There’s a very specific moment in life when there are people who still worry about finding an antidepressant that doesn’t affect their libido. It is at this point that several of the main characters in Fleishman are in trouble. The story of this Disney+ miniseries is so concrete and raw that in a matter of weeks it has mesmerized a small army of viewers who are inevitably challenged by its protagonists’ succession of crises. It’s the niche series of the season.
The original premise of the story revolves around Toby Fleishman (played by Jesse Eisenberg), a doctor with an idealistic calling who recently divorced Rachel after 15 years together. She’s a workaholic theater agent obsessed with success and social advancement in grueling Manhattan who thinks more about escapades in the Hamptons than her own everyday happiness. But one night she disappears, leaving her two young children in the care of her ex-husband. The chaos begins for a man who has spent weeks rebuilding his life using the novelty of dating apps and the comfort of past affinities.

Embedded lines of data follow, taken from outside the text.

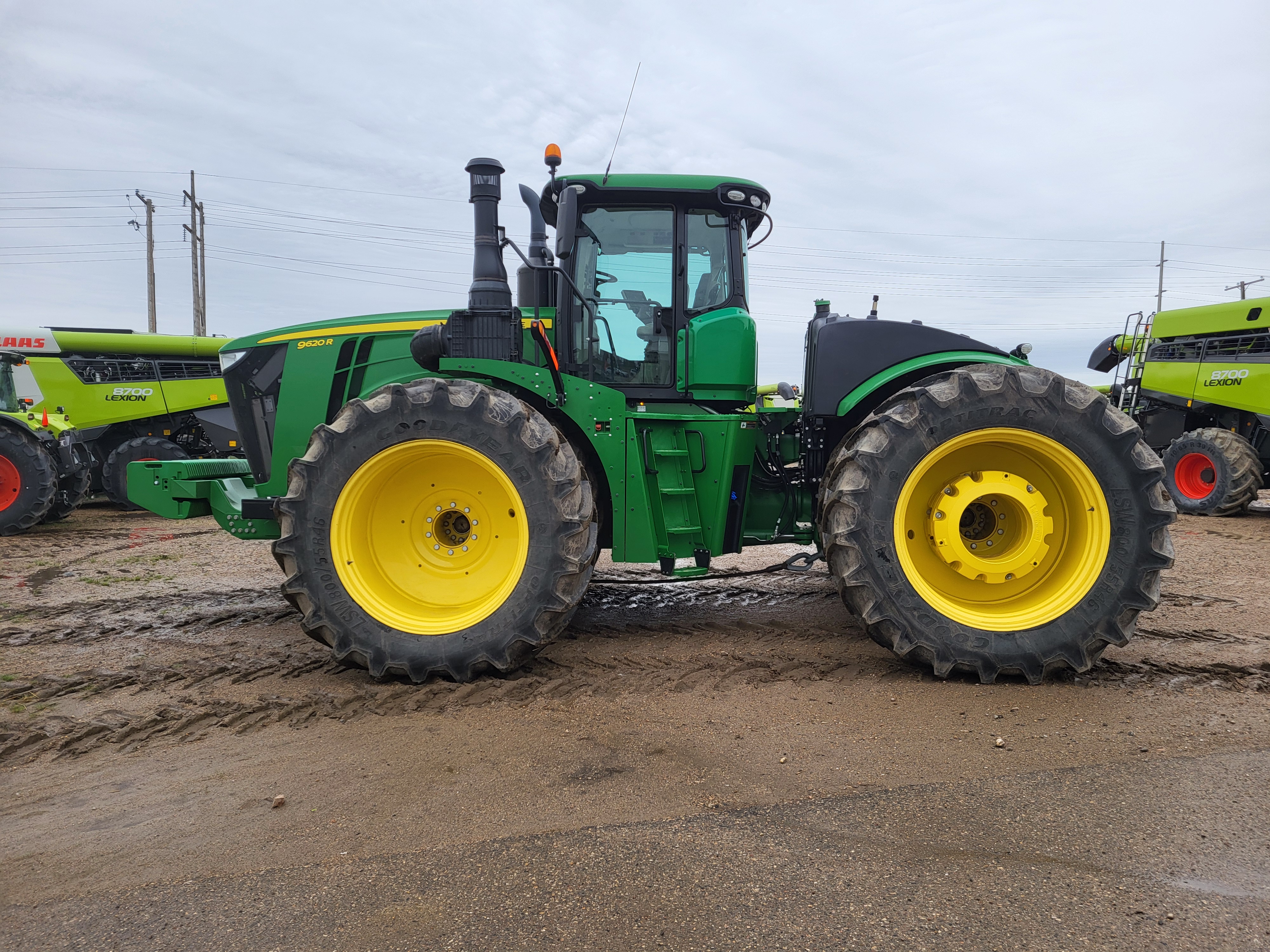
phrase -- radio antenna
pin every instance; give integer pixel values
(605, 182)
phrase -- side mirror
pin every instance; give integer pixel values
(567, 223)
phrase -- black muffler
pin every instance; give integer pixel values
(491, 328)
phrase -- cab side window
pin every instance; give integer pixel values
(709, 280)
(625, 268)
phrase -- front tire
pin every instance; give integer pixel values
(29, 482)
(1055, 530)
(72, 489)
(441, 527)
(1212, 473)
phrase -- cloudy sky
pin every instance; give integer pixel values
(1005, 169)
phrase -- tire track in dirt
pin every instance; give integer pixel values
(156, 616)
(646, 639)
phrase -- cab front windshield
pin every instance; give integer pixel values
(625, 270)
(8, 392)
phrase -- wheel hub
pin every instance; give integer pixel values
(449, 529)
(1196, 477)
(11, 483)
(990, 526)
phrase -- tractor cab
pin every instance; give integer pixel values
(655, 281)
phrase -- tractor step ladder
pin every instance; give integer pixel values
(672, 493)
(1132, 369)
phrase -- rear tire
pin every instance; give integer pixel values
(431, 458)
(1097, 482)
(29, 482)
(1212, 473)
(115, 472)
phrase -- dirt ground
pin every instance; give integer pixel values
(713, 765)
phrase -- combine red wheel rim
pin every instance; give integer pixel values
(1196, 477)
(11, 483)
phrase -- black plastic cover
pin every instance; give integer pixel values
(845, 352)
(1106, 357)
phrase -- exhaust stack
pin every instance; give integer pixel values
(491, 328)
(490, 290)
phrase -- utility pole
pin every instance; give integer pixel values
(203, 268)
(1244, 286)
(196, 257)
(150, 261)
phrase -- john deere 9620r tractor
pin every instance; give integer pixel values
(440, 483)
(1198, 381)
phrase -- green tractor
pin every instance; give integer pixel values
(1198, 383)
(440, 483)
(44, 463)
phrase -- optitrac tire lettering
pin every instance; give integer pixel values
(1212, 473)
(1079, 590)
(440, 527)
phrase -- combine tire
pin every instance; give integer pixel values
(1212, 473)
(115, 472)
(998, 520)
(29, 482)
(72, 489)
(441, 527)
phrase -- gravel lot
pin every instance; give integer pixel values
(714, 765)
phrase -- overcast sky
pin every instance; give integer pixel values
(1005, 169)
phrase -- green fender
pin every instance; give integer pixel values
(918, 364)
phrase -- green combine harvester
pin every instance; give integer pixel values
(440, 483)
(1198, 383)
(44, 464)
(133, 397)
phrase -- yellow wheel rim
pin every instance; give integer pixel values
(1003, 530)
(430, 538)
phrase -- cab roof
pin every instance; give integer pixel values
(684, 183)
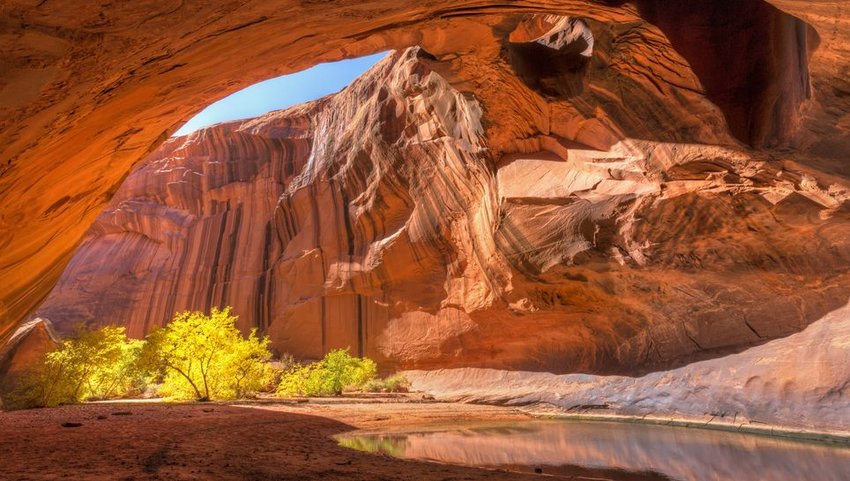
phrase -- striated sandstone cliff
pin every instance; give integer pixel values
(427, 227)
(88, 90)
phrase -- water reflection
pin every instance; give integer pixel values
(647, 452)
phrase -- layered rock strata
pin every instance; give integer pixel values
(88, 90)
(800, 381)
(415, 224)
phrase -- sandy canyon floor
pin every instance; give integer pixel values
(146, 441)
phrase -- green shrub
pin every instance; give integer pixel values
(205, 357)
(329, 377)
(99, 364)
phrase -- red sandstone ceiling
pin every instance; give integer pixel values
(87, 91)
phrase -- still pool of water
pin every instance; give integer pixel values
(616, 451)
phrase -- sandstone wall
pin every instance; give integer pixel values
(428, 221)
(89, 90)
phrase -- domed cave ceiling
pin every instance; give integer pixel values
(602, 187)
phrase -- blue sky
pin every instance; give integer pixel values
(282, 92)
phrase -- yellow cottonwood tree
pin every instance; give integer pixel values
(205, 357)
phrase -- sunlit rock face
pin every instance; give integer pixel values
(89, 90)
(601, 215)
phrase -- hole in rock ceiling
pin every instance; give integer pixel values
(551, 54)
(281, 92)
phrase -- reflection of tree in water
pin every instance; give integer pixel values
(394, 445)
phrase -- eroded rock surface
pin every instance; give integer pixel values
(799, 381)
(428, 220)
(88, 90)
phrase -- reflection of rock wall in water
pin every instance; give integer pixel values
(674, 453)
(499, 227)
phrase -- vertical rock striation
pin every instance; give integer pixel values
(466, 210)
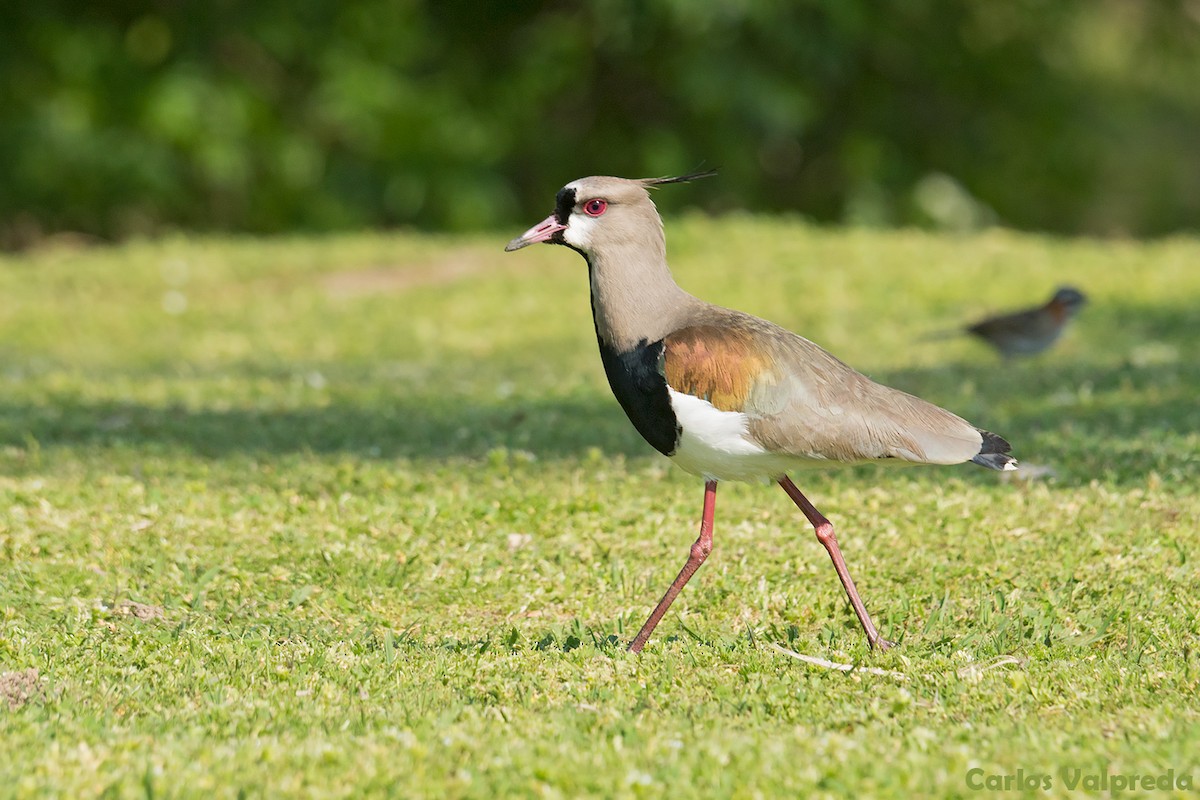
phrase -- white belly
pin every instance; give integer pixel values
(717, 445)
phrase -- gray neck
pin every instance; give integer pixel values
(634, 296)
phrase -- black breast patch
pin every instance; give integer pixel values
(640, 386)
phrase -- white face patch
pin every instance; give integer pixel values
(580, 228)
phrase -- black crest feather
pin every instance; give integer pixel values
(678, 179)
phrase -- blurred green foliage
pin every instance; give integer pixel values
(1069, 115)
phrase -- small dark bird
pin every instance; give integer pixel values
(1032, 330)
(729, 396)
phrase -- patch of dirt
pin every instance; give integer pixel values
(142, 611)
(390, 280)
(21, 687)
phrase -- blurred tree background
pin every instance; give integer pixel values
(129, 118)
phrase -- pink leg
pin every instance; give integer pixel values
(700, 551)
(825, 535)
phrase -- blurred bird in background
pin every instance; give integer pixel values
(1032, 330)
(1027, 331)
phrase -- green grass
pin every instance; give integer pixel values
(358, 516)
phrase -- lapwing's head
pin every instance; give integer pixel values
(594, 212)
(1068, 300)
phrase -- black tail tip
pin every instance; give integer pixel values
(994, 452)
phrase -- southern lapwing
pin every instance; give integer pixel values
(729, 396)
(1032, 330)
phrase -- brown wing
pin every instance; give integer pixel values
(804, 402)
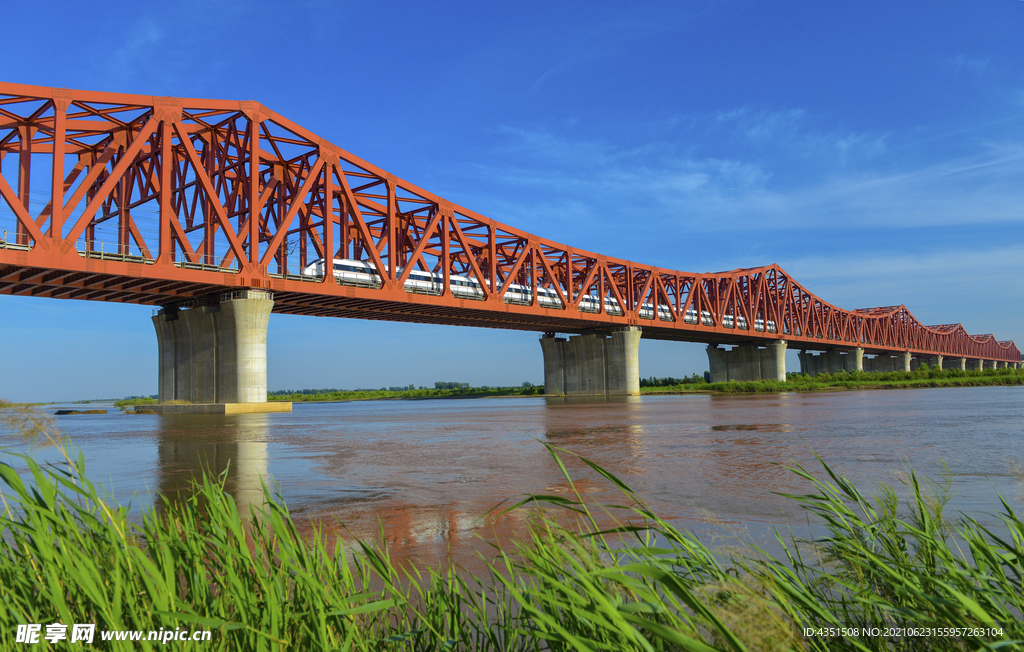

The series is particularly inspired as it expands on the context- and naturalness-charged dialogues between Toby and his two lifelong friends, Libby (Lizzy Caplan) and Seth (Adam Brody), who have recently been reunited after something so normative, yet so upheaval in marriage is, she separated them for years. The trio, in that lethargic state of someone who has just hit forty, unaware that he has left his happy twenties, is the polytonic voice of a generation.
As in the novel by Taffy Brodesser-Akner, the screenplay of which she herself adapts in eight episodes, the viewer needs patience to discover the half-hidden discourse in the small big odyssey of a character who at first only a few well-known literary icons and a Cinema, needless to say, that of the neurotic New York Jewish heterosexual male. The big twist in the script is taking the point of view of the supposed protagonist. Fleishman is in Trouble gives clues when he chooses an external and female voice as narrator, that of Libby, a writer, the alter ego of the author of the text, who without knowing very well has transformed into a suburban housewife, who lives fascinated by the recent life change of her friend the good doctor.
And after the brilliance of Lizzy Caplan, Claire Danes reappears in an infamous and transcendent Chapter 7, embodying the woman on the run who appears in the first few episodes only as a reminder of a bitter breakup. With the same talent that raised Homeland to the altars of top television, the actress brings infinite nuance to this portrait of a middle-aged and middle-class whose ambitious character condemns itself.